Child labor was a problem. Because of poor economic conditions, parents often sent children to work in fields or to find other work, and those children living in rural areas often assisted in the agricultural sector. The law provides for 10 to 15 years' imprisonment for persons involving children in the worst forms of child labor; under aggravated circumstances, the sentence could be life imprisonment.
The minimum age for unrestricted employment was 18 years. Persons between the ages of 16 and 18 were permitted to work under special conditions, including shorter workdays, no night shifts, and longer vacations.
In September the Ministry of Education, Youth and Sports issued two child labor orders without consulting either the Labor Inspection Office (LIO) or the ILO. The orders for working in the annual harvest did not define hazardous work and did not set limits on weights children could carry or types of hazardous equipment. There also were no instructions for teachers who accompany children who work in fields.
In September 2005 the education ministry issued a similar decree that in effect ordered educational institutions to participate in the annual harvest. The decree, which was in contradiction to labor laws, allowed children between 11 and 14 to help with harvesting. The ministry decree also provided for forced labor of children "under the condition of a penalty," such as poor grades, for not participating in the harvest. The ministry later agreed that the decree was wrong.

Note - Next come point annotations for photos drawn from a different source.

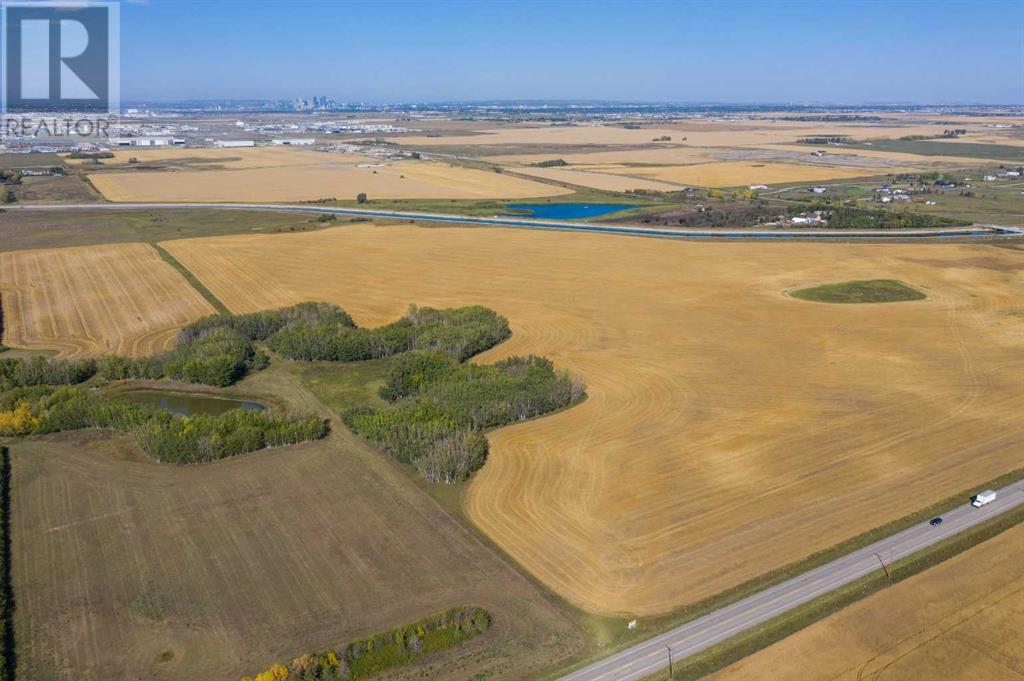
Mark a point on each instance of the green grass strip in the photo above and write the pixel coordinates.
(193, 280)
(7, 652)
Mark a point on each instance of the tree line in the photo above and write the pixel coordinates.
(377, 653)
(459, 333)
(438, 409)
(221, 349)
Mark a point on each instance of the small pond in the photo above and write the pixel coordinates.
(567, 211)
(186, 403)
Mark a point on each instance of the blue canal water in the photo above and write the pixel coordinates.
(567, 211)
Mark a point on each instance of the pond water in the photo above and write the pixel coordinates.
(567, 211)
(184, 403)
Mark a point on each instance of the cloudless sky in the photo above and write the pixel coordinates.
(804, 52)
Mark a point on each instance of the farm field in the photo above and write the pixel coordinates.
(652, 154)
(738, 173)
(226, 158)
(41, 229)
(408, 179)
(126, 568)
(694, 133)
(83, 301)
(597, 180)
(698, 461)
(961, 620)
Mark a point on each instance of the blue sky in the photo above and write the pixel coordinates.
(920, 52)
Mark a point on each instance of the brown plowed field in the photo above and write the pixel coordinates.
(730, 428)
(94, 299)
(126, 569)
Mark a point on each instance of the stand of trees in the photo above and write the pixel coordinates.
(439, 410)
(42, 371)
(377, 653)
(862, 218)
(163, 435)
(459, 333)
(221, 349)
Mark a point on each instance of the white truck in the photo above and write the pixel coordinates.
(982, 498)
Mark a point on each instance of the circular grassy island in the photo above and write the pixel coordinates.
(872, 291)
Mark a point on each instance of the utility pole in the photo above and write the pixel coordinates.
(888, 576)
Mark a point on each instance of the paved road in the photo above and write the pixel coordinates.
(651, 655)
(843, 235)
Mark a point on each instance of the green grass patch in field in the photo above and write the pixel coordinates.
(871, 291)
(193, 281)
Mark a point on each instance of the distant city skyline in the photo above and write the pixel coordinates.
(842, 52)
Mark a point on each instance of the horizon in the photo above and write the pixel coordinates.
(849, 52)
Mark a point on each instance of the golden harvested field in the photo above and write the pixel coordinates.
(127, 569)
(961, 620)
(738, 173)
(89, 300)
(544, 134)
(700, 133)
(240, 158)
(655, 154)
(410, 179)
(730, 428)
(597, 180)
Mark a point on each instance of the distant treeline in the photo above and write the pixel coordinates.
(847, 217)
(439, 409)
(375, 654)
(160, 433)
(824, 139)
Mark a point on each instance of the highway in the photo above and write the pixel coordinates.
(562, 225)
(651, 655)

Trafficking in children was a serious problem (see section 5.)
Efforts to enforce child labor laws did not deter violations. The LIO is responsible for investigating possible child labor violations. However, the office does not have the institutional capacity to fully monitor child labor laws. During the year the LIO sanctioned 10 enterprises for failing to create proper work conditions for minors. The ILO, in cooperation with the government, implemented aspects of its international program to eliminate child labor by strengthening local antitrafficking committees, establishing community-based youth centers, training representatives of employers' organizations and trade unions, promoting employment for at-risk youth and parents, and improving care for child victims of trafficking.
e. Acceptable Conditions of Work
The legal minimum monthly wage was approximately $25 (320 lei) for public sector employees and approximately $53 (700 lei) for private sector employees. Neither wage provided a decent standard of living for a worker and family. The Labor Inspection Office is responsible for enforcing the minimum wage and opened several administrative cases against employers who violated it. Severe budgetary constraints often prevented government and private sector employers from meeting employee payrolls.
The law sets the maximum workweek at 40 hours with extra compensation for overtime, and the law provides for at least one day off per week.
The government is required to establish and monitor safety standards in the workplace, and the LIO is responsible for enforcing health and safety standards. In the first 10 months of the year, the LIO's 81 territorial inspectors conducted 7,086 workplace inspections in approximately 180,000 registered enterprises and noted over 50,000 health and safety violations. Of the number of workplaces inspected, 824 received administrative fines. Workers have the right to refuse to work if working conditions represent a serious health threat, but there were no reports that workers exercised this right in practice. Poor economic conditions led enterprises to economize on safety equipment and give inadequate attention to worker safety. In the same period, the LIO reported there were 295 workplace accidents in which 35 persons died.